Given is a sequence of zeros and ones $x=(x_1,\dots,x_n)$ that could have been be drawn in one of two ways:
1) as success indicators in Bernoulli experiments with probability of success p (e.g. by tossing a biased coin), or
2) as sequence of states (0 or 1) in a random realisation of a Markov chain with {a transition probabilities matrix $\mathbf{P}.$
The challenge is to determine which way the given data were actually produced and how to estimate the corresponding parameters $p$ of $\mathbf{P}.$
Consider three processes:
(1) Independent tosses $X_i$ of a biased coin with Heads probability $\theta = 0.3.$ The long-run proportion of Heads ($1$'s) is $0.3.$
(2) A Markov Chain $Y_i$ with state space $\{0,1\}$ and 'change probabilities' $\alpha = p_{01} = .3,\,$ $\beta =p_{10} = .7,$ so that both rows of the transition matrix are the same $[1 - \beta = \alpha].$ Although 'disguised' ad a Markov chain, this is a purely independent process. The long-run distribution is $\lambda = (.7, .3).$
(3) A Markov Chain $Z_i$ with the same state space, but with change probabilities $\alpha = p_{01} = .03,\,$ $\beta = p_{10} = .07,$ so that the chain tends to move infrequently. However, because of the choices of $\alpha$ and $\beta,$ the long-run distribution is again $\lambda = (.7, .3).$
If each process is run through 10,000 steps (in R statistical software), the proportion of $1$'s is found to be about $.03$ in each case. However, autocorrelation function plots (for 40 lags) are about the same for the $X$- and $Y$-processes, but the $Z$-process shows significant autocorrelations through many steps. (If you haven't heard of 'autocorrelation' you can google it.)

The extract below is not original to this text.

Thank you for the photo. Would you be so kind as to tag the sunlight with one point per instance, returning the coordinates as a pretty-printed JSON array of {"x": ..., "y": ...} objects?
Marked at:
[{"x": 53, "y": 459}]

Of course, the autocorrelations of lag $0$ show correlation $1.$ For larger lags, autocorrelations outside the dotted blue bands are deemed significantly greater than $0.$ The one-step Markov dependence decays very slowly in a chain that does not move 'easily'.
Without doing a formal runs test, we note that the $X$- and $Y$-processes show average run lengths of about 2.4 [as expected: $.5(1/\alpha + 1/\beta) = 2.38$] steps. By contrast, the $Z$-process shows average run lengths of about 23 steps.